Events in the ‘Rebel County’ of Cork have played a central role in popular memory and historiography of the Irish Revolution. The county contributes some of the most prominent aspects of the Revolution’s central narrative: the figure of Clonakilty’s Michael Collins and his death at Béal na Bláth; the murder of Tomás Mac Curtain; the hunger strike and death of Terence MacSwiney; and the actions of Tom Barry’s West Cork ‘Flying Column’.

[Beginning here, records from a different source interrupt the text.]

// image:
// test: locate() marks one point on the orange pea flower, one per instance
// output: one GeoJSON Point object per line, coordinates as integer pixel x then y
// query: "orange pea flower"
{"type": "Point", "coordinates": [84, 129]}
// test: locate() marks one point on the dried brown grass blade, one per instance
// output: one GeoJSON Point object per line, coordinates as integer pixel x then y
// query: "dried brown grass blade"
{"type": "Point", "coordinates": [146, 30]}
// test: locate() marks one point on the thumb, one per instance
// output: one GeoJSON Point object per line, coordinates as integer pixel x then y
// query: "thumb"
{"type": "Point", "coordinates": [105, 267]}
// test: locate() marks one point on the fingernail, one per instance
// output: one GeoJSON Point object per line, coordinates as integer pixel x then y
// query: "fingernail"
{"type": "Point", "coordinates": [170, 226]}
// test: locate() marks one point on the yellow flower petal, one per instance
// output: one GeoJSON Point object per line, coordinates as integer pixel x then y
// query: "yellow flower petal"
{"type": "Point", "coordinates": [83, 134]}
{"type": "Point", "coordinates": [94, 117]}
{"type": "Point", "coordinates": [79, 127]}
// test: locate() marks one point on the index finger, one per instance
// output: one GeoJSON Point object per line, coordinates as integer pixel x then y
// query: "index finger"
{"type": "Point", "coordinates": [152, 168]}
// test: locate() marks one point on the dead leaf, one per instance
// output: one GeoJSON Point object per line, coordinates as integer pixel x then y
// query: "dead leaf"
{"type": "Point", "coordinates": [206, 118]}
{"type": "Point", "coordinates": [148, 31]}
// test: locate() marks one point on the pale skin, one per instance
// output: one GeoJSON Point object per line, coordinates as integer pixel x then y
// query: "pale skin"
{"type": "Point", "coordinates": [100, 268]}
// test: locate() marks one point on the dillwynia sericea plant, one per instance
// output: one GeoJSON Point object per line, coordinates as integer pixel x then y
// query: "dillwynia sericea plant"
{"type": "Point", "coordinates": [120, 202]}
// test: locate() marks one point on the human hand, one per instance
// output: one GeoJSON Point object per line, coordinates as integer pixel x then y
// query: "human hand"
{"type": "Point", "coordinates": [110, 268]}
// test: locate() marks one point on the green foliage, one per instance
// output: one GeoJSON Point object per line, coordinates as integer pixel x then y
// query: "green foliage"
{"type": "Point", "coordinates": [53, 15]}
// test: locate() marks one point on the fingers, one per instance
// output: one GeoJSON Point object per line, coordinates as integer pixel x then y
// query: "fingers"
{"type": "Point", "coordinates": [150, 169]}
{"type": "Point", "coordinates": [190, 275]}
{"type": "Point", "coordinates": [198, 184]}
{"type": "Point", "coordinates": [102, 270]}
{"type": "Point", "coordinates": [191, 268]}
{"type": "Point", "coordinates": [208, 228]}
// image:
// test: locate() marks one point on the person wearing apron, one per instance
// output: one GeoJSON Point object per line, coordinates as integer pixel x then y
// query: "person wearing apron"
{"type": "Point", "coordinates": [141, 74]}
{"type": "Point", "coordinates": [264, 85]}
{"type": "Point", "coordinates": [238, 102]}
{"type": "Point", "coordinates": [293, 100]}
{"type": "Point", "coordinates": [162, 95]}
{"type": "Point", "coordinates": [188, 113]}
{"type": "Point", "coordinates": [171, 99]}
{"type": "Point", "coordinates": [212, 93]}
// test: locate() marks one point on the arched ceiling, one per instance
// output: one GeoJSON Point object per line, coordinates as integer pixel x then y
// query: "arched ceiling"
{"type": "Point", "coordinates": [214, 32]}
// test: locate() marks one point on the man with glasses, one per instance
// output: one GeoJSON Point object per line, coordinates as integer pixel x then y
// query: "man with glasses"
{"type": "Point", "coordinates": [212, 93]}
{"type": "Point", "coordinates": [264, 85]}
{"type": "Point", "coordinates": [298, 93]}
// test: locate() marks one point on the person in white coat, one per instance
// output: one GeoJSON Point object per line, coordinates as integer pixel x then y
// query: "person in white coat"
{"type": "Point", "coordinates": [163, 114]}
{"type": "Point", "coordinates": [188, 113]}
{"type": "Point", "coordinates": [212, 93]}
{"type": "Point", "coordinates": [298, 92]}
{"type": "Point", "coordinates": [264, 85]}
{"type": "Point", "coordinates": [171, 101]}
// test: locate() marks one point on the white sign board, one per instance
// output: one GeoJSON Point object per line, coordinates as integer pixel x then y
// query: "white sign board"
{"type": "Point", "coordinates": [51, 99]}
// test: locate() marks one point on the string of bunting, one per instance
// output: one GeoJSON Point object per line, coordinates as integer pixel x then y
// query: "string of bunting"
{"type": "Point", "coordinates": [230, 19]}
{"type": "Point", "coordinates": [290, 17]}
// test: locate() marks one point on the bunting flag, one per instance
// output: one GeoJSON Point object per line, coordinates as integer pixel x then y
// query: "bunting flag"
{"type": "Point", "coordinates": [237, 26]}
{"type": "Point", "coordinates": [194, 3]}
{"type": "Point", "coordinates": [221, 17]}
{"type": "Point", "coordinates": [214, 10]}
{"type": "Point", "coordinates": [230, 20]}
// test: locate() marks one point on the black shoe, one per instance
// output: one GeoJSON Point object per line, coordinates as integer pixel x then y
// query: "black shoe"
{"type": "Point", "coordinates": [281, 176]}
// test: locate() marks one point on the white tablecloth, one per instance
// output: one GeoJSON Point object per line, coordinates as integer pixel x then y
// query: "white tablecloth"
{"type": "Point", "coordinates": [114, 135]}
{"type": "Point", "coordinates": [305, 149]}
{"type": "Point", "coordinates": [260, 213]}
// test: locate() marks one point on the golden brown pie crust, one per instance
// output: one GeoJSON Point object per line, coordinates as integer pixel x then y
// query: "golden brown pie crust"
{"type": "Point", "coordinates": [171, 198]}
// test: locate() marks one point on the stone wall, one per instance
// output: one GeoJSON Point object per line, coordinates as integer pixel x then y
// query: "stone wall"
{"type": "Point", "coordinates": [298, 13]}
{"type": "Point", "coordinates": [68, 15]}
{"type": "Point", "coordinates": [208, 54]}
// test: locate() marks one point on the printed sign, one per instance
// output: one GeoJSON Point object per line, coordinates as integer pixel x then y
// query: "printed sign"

This book takes a new approach to understanding conflict in Cork through analysis of patterns of death, spatially and chronologically, during the conflicts of 1912–23. It also analyses in new ways the scale and nature of the Cork IRA’s operations during the War of Independence, and both IRA and National Army activities during the Civil War. In so doing, it suggests that some past work has been overly focused on violence in West Cork, especially a few specific incidents. It argues that, overall, West Cork was no more violent than the rest of the county; indeed, the bulk of deaths and operations took place in the area covered by the IRA’s Cork 1 Brigade centred on Cork City.
At the same time, the story of the First World War is woven into that of the Irish Revolution, showing how the two informed each other. Cork had two strands of parliamentary nationalism (particularly William O’Brien’s All-for-Ireland League but also the Irish Parliamentary Party), both of which supported the British war effort in different ways, ultimately leading to their replacement by Sinn Féin in 1918.
Professor Richard S. Grayson is Head of the School of Education, Humanities and Languages at Oxford Brookes University, and has published extensively on Ireland’s 1912-23 period.